Phew, got that out of the way. Now time to get real. Yesterday morning, while trudging across the street to the barn, through this Snowpocalypse we are having right now, I thought about what this sappy day means to me. Honestly, nothing immediately came to mind. All I was thinking about was how incredibly long it was taking to me walk across the street, a journey that normally requires about five three minutes, or less.
I got to the barn, only to realize the barn was completely snowed in and no amount of shoveling was going to get the horses out. SERIOUSLY…VERMONT YOU ARE KILLING ME RIGHT NOW. So, I went about my routine, gave the horses their grain, hay and fresh water. I started cleaning my stalls, even though the horses were shocked and confused about this shift in their normally clockwork schedules.

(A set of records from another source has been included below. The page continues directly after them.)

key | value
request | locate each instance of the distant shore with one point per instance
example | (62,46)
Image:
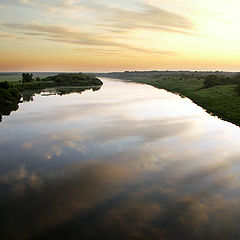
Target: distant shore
(222,101)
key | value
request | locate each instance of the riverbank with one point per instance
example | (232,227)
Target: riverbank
(221,100)
(12,92)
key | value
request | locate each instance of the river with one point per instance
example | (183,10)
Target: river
(128,161)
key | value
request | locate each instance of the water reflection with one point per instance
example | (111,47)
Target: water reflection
(126,162)
(28,96)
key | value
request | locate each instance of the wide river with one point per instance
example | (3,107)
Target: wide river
(128,161)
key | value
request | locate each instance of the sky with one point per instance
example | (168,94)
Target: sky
(111,35)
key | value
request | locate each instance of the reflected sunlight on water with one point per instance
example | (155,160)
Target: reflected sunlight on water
(128,161)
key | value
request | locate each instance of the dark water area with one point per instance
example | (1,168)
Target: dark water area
(128,161)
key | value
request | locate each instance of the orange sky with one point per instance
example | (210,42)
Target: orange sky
(70,35)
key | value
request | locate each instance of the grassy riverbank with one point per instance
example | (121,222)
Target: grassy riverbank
(12,92)
(221,100)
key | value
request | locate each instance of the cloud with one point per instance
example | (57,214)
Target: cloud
(72,35)
(150,18)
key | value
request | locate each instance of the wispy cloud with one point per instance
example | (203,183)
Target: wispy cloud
(76,36)
(151,18)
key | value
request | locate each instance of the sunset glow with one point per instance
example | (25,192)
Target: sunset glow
(108,35)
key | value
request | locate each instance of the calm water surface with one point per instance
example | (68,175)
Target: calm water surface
(128,161)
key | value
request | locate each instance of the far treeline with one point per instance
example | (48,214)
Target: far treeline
(217,92)
(12,92)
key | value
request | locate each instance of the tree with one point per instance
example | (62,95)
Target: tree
(27,77)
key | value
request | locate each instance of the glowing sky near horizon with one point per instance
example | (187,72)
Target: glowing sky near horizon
(109,35)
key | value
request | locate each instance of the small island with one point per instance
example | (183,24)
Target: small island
(12,93)
(217,92)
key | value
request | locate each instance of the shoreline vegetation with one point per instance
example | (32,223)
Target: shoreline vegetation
(13,92)
(217,92)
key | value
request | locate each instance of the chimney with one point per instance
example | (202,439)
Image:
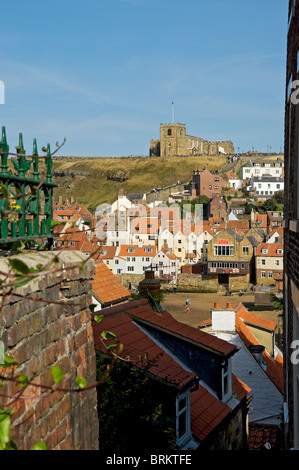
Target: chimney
(223,319)
(257,351)
(150,283)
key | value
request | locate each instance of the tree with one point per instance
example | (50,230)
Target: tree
(279,197)
(135,411)
(249,207)
(269,205)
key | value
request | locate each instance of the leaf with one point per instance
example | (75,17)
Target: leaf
(39,446)
(57,374)
(23,381)
(81,382)
(8,362)
(19,265)
(108,335)
(4,427)
(4,191)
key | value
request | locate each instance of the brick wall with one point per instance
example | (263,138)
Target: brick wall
(291,232)
(41,334)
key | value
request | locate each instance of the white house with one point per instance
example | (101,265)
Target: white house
(234,181)
(262,169)
(165,264)
(134,259)
(265,187)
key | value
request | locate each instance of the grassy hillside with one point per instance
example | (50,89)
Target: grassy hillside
(89,179)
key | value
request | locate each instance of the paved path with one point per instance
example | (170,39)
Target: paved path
(201,305)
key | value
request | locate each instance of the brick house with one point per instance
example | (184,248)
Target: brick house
(291,232)
(134,259)
(269,262)
(107,290)
(207,404)
(205,183)
(231,259)
(217,207)
(258,363)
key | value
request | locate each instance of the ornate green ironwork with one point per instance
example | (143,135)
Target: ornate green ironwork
(26,201)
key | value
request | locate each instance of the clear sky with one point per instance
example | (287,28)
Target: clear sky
(103,74)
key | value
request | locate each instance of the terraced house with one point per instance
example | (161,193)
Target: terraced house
(269,262)
(231,259)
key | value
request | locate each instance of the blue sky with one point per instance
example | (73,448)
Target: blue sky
(103,74)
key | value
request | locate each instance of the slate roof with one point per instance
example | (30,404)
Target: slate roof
(106,287)
(272,249)
(207,411)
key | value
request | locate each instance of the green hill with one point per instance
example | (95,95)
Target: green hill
(97,180)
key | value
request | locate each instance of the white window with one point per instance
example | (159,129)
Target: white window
(226,379)
(183,417)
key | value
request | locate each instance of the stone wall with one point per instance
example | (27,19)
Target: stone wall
(196,283)
(39,334)
(164,193)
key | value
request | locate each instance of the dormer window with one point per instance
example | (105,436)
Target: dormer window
(183,428)
(226,379)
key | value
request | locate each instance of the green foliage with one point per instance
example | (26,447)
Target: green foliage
(135,412)
(249,207)
(269,205)
(57,374)
(81,382)
(6,442)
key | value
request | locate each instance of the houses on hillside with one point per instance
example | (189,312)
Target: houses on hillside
(205,403)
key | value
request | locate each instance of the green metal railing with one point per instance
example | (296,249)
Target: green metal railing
(26,201)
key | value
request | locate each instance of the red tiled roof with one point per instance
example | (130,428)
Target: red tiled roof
(274,368)
(164,321)
(106,287)
(271,247)
(137,346)
(137,251)
(261,435)
(255,320)
(238,224)
(232,176)
(207,412)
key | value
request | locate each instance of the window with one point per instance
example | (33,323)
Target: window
(245,250)
(220,250)
(226,379)
(183,417)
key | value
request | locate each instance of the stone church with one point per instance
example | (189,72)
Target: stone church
(175,142)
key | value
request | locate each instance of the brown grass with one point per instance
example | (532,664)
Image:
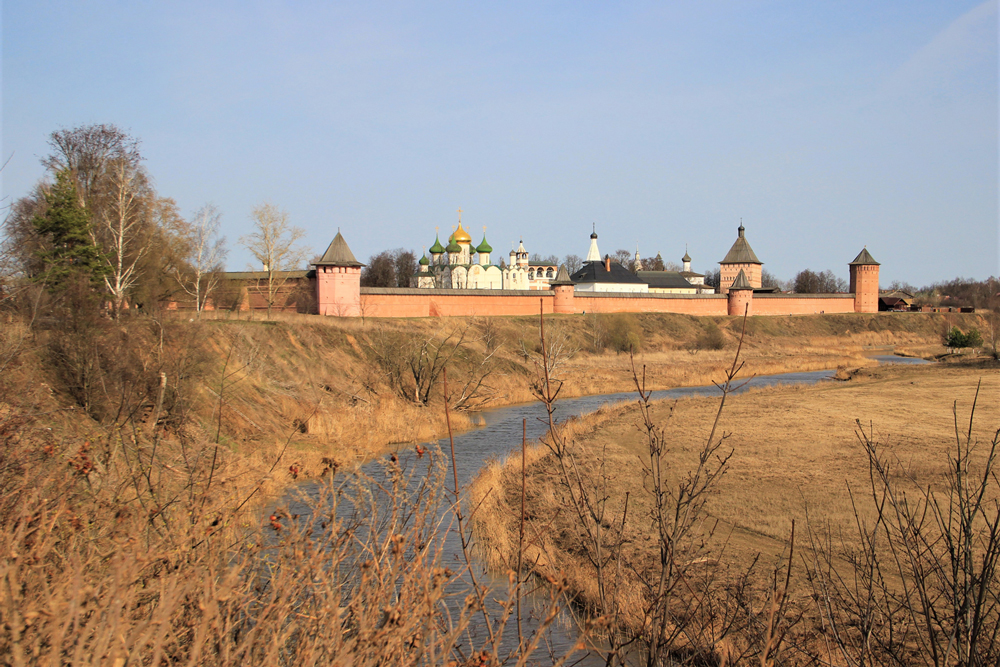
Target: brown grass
(795,452)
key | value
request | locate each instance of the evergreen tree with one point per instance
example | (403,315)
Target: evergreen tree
(69,249)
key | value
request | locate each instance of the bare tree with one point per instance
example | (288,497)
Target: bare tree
(87,153)
(208,253)
(824,282)
(573,263)
(120,230)
(274,244)
(623,257)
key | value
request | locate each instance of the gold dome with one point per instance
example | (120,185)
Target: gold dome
(460,235)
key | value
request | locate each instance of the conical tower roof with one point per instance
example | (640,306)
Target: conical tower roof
(741,282)
(338,254)
(741,252)
(562,277)
(864,257)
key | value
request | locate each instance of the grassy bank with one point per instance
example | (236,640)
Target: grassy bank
(135,457)
(795,457)
(311,389)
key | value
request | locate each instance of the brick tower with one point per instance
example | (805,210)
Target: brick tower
(562,300)
(864,282)
(740,296)
(338,281)
(739,258)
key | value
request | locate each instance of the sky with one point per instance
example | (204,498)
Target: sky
(825,127)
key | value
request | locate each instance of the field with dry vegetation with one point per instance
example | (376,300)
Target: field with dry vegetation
(850,522)
(138,455)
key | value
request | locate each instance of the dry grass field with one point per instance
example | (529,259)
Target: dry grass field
(796,455)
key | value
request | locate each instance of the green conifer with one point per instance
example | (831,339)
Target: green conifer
(65,224)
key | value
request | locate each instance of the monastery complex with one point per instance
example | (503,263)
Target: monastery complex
(459,279)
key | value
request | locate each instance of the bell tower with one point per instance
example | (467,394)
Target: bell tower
(338,281)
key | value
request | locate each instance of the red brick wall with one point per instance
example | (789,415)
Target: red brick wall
(387,302)
(801,304)
(691,305)
(864,285)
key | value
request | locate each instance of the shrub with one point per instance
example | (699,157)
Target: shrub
(623,333)
(955,338)
(711,338)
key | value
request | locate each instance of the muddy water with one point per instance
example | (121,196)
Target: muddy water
(500,433)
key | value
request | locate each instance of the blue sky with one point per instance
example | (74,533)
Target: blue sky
(824,126)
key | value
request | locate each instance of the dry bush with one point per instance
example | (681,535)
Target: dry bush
(151,560)
(918,583)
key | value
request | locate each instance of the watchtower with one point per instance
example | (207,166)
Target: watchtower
(864,282)
(338,281)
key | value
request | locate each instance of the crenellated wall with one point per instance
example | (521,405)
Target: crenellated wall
(406,302)
(802,304)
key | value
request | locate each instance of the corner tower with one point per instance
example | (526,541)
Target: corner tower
(864,282)
(739,258)
(740,296)
(338,281)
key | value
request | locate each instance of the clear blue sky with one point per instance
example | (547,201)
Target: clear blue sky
(825,126)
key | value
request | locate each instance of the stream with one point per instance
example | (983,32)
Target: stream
(499,433)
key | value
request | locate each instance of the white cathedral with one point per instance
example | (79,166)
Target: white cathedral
(460,266)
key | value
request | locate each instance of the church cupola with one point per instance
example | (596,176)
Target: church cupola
(593,255)
(437,250)
(484,249)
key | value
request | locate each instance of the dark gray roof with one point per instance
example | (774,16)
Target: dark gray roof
(741,252)
(664,279)
(741,282)
(594,272)
(262,275)
(562,278)
(338,254)
(864,257)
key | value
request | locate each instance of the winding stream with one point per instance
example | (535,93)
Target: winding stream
(499,433)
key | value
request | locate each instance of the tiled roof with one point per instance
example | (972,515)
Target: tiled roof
(741,282)
(663,279)
(338,254)
(864,257)
(741,252)
(594,272)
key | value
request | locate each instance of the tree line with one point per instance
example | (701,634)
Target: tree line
(94,234)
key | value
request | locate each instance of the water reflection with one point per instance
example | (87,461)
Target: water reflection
(498,435)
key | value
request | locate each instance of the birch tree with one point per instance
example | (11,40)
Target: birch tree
(120,230)
(207,254)
(273,244)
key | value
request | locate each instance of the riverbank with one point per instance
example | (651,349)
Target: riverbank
(795,453)
(288,398)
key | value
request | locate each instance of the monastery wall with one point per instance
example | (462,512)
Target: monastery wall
(801,304)
(688,304)
(412,302)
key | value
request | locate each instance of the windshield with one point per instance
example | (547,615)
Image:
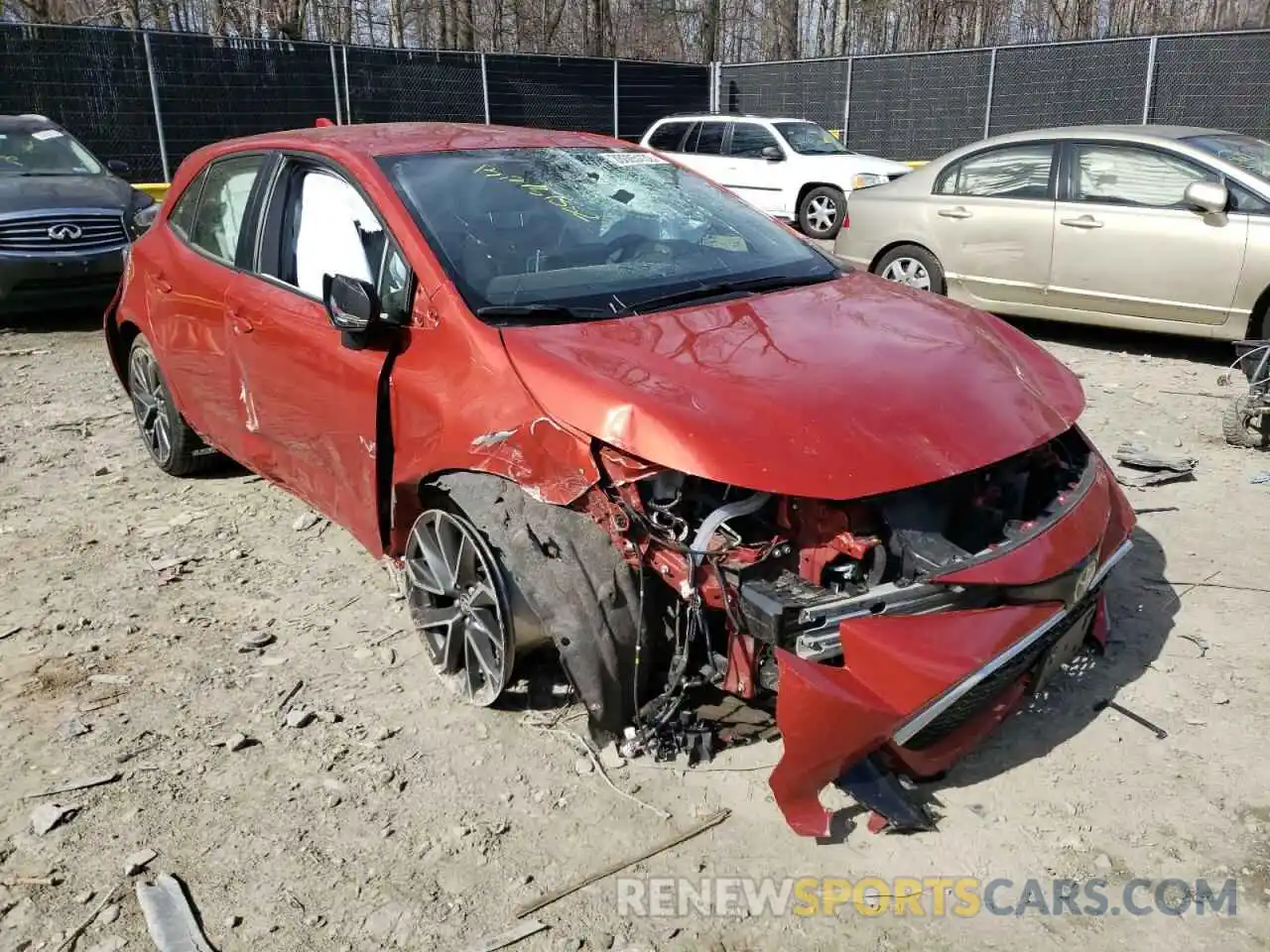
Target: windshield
(1250,154)
(589,229)
(810,139)
(45,153)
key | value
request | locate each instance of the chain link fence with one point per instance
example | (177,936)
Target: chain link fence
(154,98)
(920,105)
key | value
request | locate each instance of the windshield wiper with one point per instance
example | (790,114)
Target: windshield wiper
(506,315)
(752,286)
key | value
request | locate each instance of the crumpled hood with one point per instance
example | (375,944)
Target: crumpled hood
(835,391)
(40,193)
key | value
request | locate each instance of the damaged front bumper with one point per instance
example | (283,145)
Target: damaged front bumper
(910,694)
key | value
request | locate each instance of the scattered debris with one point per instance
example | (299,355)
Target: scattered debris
(72,936)
(169,916)
(706,824)
(1199,642)
(1159,731)
(291,693)
(255,640)
(305,521)
(49,816)
(100,780)
(119,679)
(530,927)
(167,565)
(139,861)
(1161,468)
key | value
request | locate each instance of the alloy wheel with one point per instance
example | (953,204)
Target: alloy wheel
(150,404)
(908,271)
(822,212)
(460,606)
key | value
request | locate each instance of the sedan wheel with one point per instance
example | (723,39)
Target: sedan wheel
(908,271)
(460,606)
(150,405)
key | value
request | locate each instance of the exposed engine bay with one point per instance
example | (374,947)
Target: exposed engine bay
(691,584)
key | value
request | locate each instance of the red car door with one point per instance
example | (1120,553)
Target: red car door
(312,400)
(187,270)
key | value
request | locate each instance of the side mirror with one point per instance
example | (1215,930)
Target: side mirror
(1209,197)
(352,304)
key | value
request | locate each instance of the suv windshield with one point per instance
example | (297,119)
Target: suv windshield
(567,234)
(810,139)
(1250,154)
(44,151)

As I made my way into Skybreaker’s stall, I heard that incredible sound of the tractor running, and pushing snow around. It was him! Rett came to the rescue and plowed the entire farm, every pathway, every door opening, everything. He even took my wheelbarrows full of manure and drove it down to the manure pile. What a guy!
Like I always say, living on a horse farm is not glamorous, especially in the winter. For me, Valentines Day isn’t about chocolates, roses and cards. Instead, it’s about having someone to listen to me when I babble on about my horses, or issues I am facing in my training. It’s about lending a hand when there’s 97 inches of snow outside. It’s about teamwork, and it’s about support.